- Brenner's sister told police the he had arrived home "at the usual time" but we are never told what time that was. Given it was a Friday night, Brenner's "usual" time home would be after his weekly meeting with Betty Fuller.
- Strike puts his finger on the right answer for the wrong reasons when he speculates that Margot might have been drugged, but acknowledges that it would take many pills to do the job. We will later learn that Margaret was drugged, but via injected doughnut, not pills.
- The anecdote about Uncle Ted and the "Bennies" of the Falkland Islands war always seemed weirdly out of place. It's not a particularly funny joke, and adds nothing to the story, so the only reason I can see for it to be included is to establish that Uncle Ted was in the Falklands. Assuming he was there at the time of the combat, this would be April-June 1982. This is about a year before Charlie Bristow's death on Easter 1983.* Ted must have been back by late 1983, which is the approximate time he showed up in Brixton to threaten Shumba with a bloody nose and take the kids back to St. Mawes-- the only time we have heard of Ted and Joan insisting on taking Leda's kids, rather than waiting for her to dump them. I am still wondering if, as Ted's dementia progresses, we will learn more about this period in Strike's childhood, perhaps something related to how Ted knew the children were in Brixton and to the reason Joan wanted Strike to reconcile with Rokeby.
- I think we are supposed to see this deployment as part of Ted's army career, but the timing seems odd. Ted, we are told, is 79 in 2015, giving him a birthdate of 1936 (about 16 years older than Leda, b. 1952) and making him around 46 in 1982. Yet, later in this same book, Ted's military career is described as "that strange interlude where Ted, in revolt against his own father, had disappeared for several years into the military police." The mid-forties is an odd age to either join the service or rebel against your father, especially when it has been assumed, given that Strike does not seem to remember his Nancarrow grandparents, that they had died before Strike and Lucy began residing intermittently in St. Mawes, circa 1978. So what is Ted doing nipping off to the Falklands in 1982? Was he in the Red Cap version of the reserves?
- I think there are still many interesting Nancarrow family secrets to be uncovered when the St. Mawes house is cleared out for sale.
- Running in parallel with the them of parenting choices in this book is the theme of what happens to people, with and without children, in their old age.

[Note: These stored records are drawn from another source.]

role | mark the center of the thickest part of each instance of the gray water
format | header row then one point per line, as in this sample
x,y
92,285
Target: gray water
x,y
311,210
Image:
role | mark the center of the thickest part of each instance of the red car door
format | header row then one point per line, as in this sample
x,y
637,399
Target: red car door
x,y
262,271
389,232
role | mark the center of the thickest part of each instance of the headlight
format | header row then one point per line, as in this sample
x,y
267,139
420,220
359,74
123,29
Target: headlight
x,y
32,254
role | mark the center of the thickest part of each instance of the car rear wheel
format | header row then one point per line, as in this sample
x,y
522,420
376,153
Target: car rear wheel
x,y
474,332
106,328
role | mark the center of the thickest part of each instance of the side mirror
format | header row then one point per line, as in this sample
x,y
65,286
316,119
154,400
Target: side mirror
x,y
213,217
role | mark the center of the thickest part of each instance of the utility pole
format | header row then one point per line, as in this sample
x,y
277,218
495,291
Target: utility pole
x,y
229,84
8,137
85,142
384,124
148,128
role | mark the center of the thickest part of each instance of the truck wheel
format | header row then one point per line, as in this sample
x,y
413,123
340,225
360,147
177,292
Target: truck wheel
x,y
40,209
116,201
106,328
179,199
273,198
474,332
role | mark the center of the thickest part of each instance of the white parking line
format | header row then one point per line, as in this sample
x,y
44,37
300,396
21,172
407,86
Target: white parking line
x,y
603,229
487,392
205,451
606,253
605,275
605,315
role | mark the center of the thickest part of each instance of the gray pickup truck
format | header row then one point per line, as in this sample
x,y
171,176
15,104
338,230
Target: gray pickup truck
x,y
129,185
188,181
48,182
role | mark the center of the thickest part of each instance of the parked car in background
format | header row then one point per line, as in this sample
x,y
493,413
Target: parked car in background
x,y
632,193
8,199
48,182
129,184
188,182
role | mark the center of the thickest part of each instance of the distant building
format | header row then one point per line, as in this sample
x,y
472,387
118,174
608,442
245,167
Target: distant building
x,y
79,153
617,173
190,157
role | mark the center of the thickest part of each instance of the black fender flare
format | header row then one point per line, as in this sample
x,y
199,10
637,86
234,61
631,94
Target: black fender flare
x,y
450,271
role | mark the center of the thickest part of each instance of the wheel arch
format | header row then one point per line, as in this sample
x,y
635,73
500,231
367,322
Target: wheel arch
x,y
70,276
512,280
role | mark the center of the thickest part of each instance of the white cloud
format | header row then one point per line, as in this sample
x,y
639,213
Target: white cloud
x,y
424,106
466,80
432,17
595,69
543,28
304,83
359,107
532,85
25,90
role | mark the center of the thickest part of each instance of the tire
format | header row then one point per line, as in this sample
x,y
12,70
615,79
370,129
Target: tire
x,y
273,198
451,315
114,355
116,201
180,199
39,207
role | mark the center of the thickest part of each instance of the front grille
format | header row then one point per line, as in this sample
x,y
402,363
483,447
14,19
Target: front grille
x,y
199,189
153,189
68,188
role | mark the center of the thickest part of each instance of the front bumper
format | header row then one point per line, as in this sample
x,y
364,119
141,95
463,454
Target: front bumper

We have seen an ideal situation with the Gupta's: growing old together, with a comfortable income and children and grandchildren to enjoy. We see another vignette here of the 80-year-old lady celebrating her birthday, presumably with her family. The scene males Strike wonder "where he'd be if he lived to be eighty, and who'd be there with him." We'll see much less happy outcomes later with Mucky Ricci and Betty Fuller.